Peu de jours s’étaient écoulés depuis l’acte officiel et spectaculaire de la trahison (14 juillet) quand les charretées de décrets-lois Laval faisaient leur bruyante apparition. Tous les ouvriers connaissent bien aujourd’hui les effets et la portée sociale de ces décrets. Mais la bourgeoisie pouvait se permettre cette nouvelle attaque parce que les dirigeants de ce « Front populaire » lui avaient offert la garantie qu’ils feraient tout pour empêcher tout geste de révolte de la part des masses. Et c’est sous le masque de la lutte contre le fascisme et pour le pain et la liberté que l’on conseillait aux ouvriers de se laisser affamer, de façon digne et disciplinée. La raison était qu’il ne fallait pas fournir de prétexte au fascisme et que le « Front populaire » était suffisant pour faire respecter les lois et l’ordre du régime « démocratique » capitaliste. Mais la bourgeoisie et les chefs du Front populaire avaient oublié l’essentiel: l’antagonisme de classe qui faisait mûrir la conscience révolutionnaire du prolétariat. En effet, si la plupart des manifestations des salariés de l’Etat avaient pu se dérouler sous le signe du calme et de la dignité, cela ne fut pas possible à Brest et à Toulon, où la provocation et la brutalité de la flicaille démocratique devaient déterminer à leur tour une réponse spontanée et généreuse de la part d’authentiques prolétaires des usines. Et ce fut la lutte, inégale, c’est vrai, dans laquelle l’ouvrier répondait aux armes perfectionnées des pandores avec des pierres et de simples bâtons.
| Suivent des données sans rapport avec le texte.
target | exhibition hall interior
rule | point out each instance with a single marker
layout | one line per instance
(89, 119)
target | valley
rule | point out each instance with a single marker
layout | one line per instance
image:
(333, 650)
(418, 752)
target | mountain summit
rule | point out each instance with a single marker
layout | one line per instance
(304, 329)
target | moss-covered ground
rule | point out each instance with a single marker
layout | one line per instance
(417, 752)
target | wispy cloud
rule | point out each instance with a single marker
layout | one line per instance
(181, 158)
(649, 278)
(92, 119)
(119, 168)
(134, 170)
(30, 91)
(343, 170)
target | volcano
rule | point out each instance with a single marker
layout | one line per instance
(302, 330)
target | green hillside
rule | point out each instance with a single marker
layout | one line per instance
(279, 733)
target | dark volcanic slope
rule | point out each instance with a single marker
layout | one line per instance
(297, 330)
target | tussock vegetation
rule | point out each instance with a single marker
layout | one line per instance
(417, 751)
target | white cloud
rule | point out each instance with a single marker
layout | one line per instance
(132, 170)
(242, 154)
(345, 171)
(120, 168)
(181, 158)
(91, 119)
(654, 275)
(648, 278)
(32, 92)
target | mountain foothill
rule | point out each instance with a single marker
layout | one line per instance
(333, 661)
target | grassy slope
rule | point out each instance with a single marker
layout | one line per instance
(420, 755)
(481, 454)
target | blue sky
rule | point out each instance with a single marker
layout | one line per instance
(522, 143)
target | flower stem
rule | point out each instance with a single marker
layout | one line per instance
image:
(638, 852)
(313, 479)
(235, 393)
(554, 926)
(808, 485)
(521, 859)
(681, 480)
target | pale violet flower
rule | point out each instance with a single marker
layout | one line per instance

Ces prolétaires, qui offraient à toute la masse exploitée l’exemple magnifique de la lutte, la vraie, celle qui fait trembler la bourgeoisie et ses serviteurs, la seule lutte capable de repousser les attaques du capitalisme affameur et de tenir en respect les bandes fascistes, ces prolétaires qui avaient réagi spontanément à la violence des gardes mobiles s’attendaient à ce que ce « front populaire » fasse sienne cette lutte en l’étendant et en la vivifiant ; au contraire ils se virent d’abord isolés, puis désavoués. Ce que la police n’avait pas réussi à faire avec sa violence féroce fut fait magnifiquement par les dirigeants du « front populaire », qui, incapables de maintenir le calme, provoquèrent la désorganisation et le découragement chez les prolétaires insurgés avec leurs insinuations empoisonnées sur la « provocation fasciste » et les « agents provocateurs ».

A la meute déchaînée des scribes de la bourgeoisie, qui aboyait avec fureur contre ces prolétaires qui avaient osé défendre leur pain et leur vie, s’unit celle des plumitifs et des permanents du « Front populaire ». Ce ch?ur reconnut unanimement que les incidents avaient été le fait d’un petit nombre d’individus « troubles », et que les ouvriers des chantiers étaient restés « calmes » et « étrangers » à la lutte. Ces individus « troubles », cette «  écume » ,  sont des fascistes payés par Laval, car les ouvriers n’auraient jamais osé se défendre des mousquets des gardes-mobiles, qu’ils considèrent au fond comme leurs frères, ils n’auraient jamais pu déchirer le drapeau tricolore ;  ils outragent le drapeau tricolore, que les ouvriers ont placé à leur tête à côté du drapeau rouge dans la journée du 14 juillet («L’Humanité » du 10 août 1935). Résumé d’un pamphlet fasciste ? Non ! Communiqué d’un parti qui ose encore se dire communiste ! Le voici : « Ce sont les agents du 6 février qui ont joué le rôle de provocateurs à Brest et à Toulon ; ce sont eux, les fascistes, qui répandent de fausses nouvelles, en cherchant à tromper les ouvriers pour les faire tomber dans le piège de leurs provocations ; ils ont attaqué les soldats, les gardes mobiles, qui sont les fils d’ouvriers et de paysans ».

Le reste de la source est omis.